Ambulanter Kinderhospizdienst - Hilfe für todkranke Kinder und ihre Familien
Eine lebensverkürzende Erkrankung – so der Fachausdruck – ist ein Krankheit, die im Kindes- oder Jugendalter zum Tod
führt. Die in den betroffenen Familien - in Deutschland sind es etwa 23.000 – herrschende Trauer, Angst und Hilflosigkeit
hat sich die Stiftung Sterntaler zu Herzen genommen: Eines der ersten Projekte ist die Unterstützung des vom Deutschen
Kinderhospizverein initiierten und im Oktober 2007 eröffneten ambulanten Kinderhospiz-Dienstes in Düsseldorf. Unter der Leitung
von Harriet Kemper – sie erlebte den frühen Tod eines Geschwisterchens – kümmern sich 24 ehrenamtliche Mitarbeiter
um betroffene Familien und verbessern die Lebensqualität der oft am Rand ihrer Kräfte lebenden Menschen. Bei der Hospizarbeit
soll die ganze Familie als untrennbare Einheit begriffen werden. Hilfe – auch zur Selbsthilfe - bezieht sich auf die Eltern,
Geschwister und natürlich auf das erkrankte Familienmitglied.
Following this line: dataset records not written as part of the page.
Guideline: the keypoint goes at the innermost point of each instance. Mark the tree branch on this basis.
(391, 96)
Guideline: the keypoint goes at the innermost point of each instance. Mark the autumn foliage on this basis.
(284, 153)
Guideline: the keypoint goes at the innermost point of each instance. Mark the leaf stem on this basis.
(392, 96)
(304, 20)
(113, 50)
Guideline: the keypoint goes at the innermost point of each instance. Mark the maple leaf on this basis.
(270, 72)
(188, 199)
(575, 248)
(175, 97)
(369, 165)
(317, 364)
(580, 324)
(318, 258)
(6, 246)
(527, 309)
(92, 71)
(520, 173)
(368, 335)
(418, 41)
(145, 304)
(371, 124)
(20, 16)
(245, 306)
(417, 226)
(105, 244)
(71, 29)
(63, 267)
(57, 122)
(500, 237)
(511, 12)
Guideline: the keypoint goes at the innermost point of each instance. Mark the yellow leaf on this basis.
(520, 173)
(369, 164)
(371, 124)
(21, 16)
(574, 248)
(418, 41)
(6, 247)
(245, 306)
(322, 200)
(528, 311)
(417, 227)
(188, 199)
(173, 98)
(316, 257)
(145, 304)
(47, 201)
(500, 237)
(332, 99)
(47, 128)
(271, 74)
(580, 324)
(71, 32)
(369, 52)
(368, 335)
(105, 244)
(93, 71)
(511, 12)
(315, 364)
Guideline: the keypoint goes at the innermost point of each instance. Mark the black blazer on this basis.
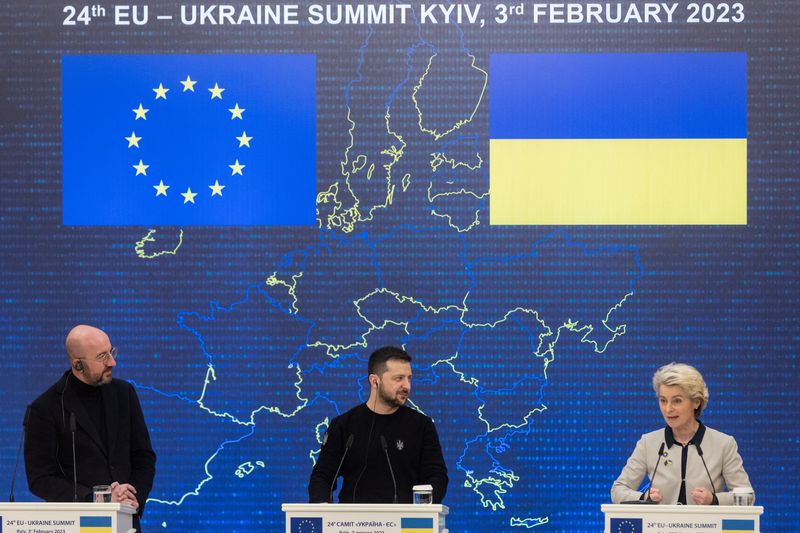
(128, 457)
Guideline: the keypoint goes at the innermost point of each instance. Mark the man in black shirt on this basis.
(112, 444)
(411, 439)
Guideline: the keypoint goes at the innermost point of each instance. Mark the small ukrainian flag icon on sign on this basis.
(416, 525)
(96, 524)
(738, 526)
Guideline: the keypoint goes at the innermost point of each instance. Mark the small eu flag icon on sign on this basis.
(306, 525)
(626, 525)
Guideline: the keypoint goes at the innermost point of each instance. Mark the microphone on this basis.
(21, 439)
(658, 462)
(391, 471)
(347, 446)
(73, 429)
(648, 500)
(700, 453)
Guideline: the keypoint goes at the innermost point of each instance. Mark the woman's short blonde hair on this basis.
(686, 377)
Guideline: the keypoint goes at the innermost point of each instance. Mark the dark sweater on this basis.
(413, 447)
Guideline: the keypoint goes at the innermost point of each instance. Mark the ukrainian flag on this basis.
(95, 524)
(416, 525)
(618, 138)
(738, 526)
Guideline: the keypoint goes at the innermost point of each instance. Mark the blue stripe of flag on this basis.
(618, 96)
(741, 525)
(95, 521)
(416, 522)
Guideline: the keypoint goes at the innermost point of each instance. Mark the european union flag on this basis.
(306, 525)
(626, 525)
(189, 140)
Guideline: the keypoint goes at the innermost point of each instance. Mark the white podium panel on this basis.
(364, 518)
(681, 518)
(65, 517)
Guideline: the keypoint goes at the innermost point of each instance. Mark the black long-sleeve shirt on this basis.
(413, 447)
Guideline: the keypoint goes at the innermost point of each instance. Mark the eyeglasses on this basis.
(103, 357)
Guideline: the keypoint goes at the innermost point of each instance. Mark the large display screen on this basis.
(251, 198)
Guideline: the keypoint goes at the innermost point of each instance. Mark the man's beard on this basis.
(391, 400)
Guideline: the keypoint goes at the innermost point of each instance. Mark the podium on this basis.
(681, 518)
(364, 518)
(66, 517)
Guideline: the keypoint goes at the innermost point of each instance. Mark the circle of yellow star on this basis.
(133, 140)
(188, 196)
(236, 168)
(141, 113)
(216, 91)
(236, 112)
(161, 189)
(161, 91)
(141, 168)
(244, 140)
(188, 84)
(216, 189)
Die Begleitung beginnt bei der Diagnose, erfolgt im Leben und Sterben und geht über den Tod hinaus. Unterstützung bei
Behördengängen, stundenweise Betreuung der Kranken und Trauerbegleitung gehören zu den Aufgaben der geschulten Mitarbeiter.
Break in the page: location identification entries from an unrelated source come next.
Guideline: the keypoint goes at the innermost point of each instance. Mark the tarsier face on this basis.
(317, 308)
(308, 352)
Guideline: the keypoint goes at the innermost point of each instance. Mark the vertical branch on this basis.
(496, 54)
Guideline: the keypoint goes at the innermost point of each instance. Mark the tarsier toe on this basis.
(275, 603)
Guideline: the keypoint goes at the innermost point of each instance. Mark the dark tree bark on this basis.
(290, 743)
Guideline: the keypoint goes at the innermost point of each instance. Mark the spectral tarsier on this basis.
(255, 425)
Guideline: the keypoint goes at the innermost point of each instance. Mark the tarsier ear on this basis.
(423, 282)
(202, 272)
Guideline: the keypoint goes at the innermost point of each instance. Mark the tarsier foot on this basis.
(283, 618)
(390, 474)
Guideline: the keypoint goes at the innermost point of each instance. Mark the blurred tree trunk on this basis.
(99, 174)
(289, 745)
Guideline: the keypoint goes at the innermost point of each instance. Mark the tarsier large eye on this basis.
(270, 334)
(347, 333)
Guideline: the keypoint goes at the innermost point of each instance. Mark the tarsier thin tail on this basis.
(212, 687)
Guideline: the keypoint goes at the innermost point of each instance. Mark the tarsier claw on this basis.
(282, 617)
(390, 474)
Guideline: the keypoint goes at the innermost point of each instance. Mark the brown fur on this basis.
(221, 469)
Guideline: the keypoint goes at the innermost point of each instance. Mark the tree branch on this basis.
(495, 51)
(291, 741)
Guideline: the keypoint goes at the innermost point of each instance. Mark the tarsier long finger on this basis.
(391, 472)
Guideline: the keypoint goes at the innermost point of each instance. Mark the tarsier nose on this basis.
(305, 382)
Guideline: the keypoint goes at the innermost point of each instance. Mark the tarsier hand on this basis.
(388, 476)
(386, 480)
Des Weiteren soll ein offener Umgang der Gesellschaft mit den häufig vereinsamten Betroffenen gefördert werden.
Der Dienst braucht nach der Anfangsfinanzierung jährlich etwa 50.000,-- Euro. Die Ausgaben stehen für Fahrtkosten, Koordination
und Schulungsseminare der Mitarbeiter, die selbst alle ehrenamtlich tätig sind.
Sterntaler hat bei einem gemeinsam mit der Unternehmensberatung Booz Allen Hamilton veranstalteten Gentlemen´s - Golfturnier eine Spende von 7.000,-- Euro gesammelt. Darüber hinaus ist Dank unserer Unterstützer Immobilien Schnorrenberger, Center - TV und Volksbank Neuss für vier Jahre die Leasingrate für ein Auto gesichert worden.